So this looks like it's gotten better since I last looked, but it's still not
there yet.

Part of the problem is that the tracepoints themselves are in the wrong place:
your end event is when a task is woken up, but that means spurious wakeups will
cause one wait_event() call to be reported as multiple smaller waits, not one
long wait - oops, now I can't actually find the thing that's causing my
multi-second delay.

Also, in your example you don't have it broken out by callsite. That would be
the first thing I'd need for any real world debugging.

So, it looks like tracing has made some progress over the past 10 years, but
for debugging latency issues it's still not there yet in general. I will
definitely remember function latency tracing the next time I'm doing performance
work, but I expect that to be far too heavy to enable on a live server.

This thing is only a couple hundred lines of code though, so perhaps tracing
shouldn't be the only tool in our toolbox :)
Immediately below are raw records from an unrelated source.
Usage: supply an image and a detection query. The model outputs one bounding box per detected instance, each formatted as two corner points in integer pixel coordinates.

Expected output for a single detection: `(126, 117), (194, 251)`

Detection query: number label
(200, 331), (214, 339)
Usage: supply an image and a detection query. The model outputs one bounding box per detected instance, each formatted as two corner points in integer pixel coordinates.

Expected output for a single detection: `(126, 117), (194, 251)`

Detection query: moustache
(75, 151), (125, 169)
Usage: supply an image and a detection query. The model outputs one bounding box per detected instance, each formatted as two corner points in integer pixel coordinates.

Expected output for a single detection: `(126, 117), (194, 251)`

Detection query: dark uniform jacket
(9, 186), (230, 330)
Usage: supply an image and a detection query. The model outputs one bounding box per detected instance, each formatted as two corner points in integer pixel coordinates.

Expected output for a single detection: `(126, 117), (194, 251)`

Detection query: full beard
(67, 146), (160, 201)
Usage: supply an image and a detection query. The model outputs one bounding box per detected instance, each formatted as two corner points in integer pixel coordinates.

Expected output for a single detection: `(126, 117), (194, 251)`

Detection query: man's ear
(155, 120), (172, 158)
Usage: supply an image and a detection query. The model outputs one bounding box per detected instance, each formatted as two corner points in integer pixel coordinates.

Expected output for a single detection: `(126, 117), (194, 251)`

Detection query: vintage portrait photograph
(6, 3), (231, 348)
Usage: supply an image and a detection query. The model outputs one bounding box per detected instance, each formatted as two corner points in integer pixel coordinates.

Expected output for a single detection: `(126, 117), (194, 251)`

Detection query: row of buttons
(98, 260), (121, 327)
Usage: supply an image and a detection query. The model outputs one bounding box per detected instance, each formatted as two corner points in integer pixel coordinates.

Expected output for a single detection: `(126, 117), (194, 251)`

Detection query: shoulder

Re: [RFC PATCH 27/30] Code tagging based latency tracking

2022-09-01 Thread Steven Rostedt
On Thu, 1 Sep 2022 17:38:44 -0400
Steven Rostedt  wrote:

>  # echo 'hist:keys=comm,prio,delta.buckets=10:sort=delta' > 
> /sys/kernel/tracing/events/synthetic/wakeup_lat/trigger

The above could almost be done with sqlhist (but I haven't implemented
"buckets=10" yet because that's a new feature. But for now, let's do log2):

 # sqlhist -e 'select comm,prio,cast(delta as log2) from wakeup_lat'

("-e" is to execute the command, as it normally only displays what commands
need to be run to create the synthetic events and histograms)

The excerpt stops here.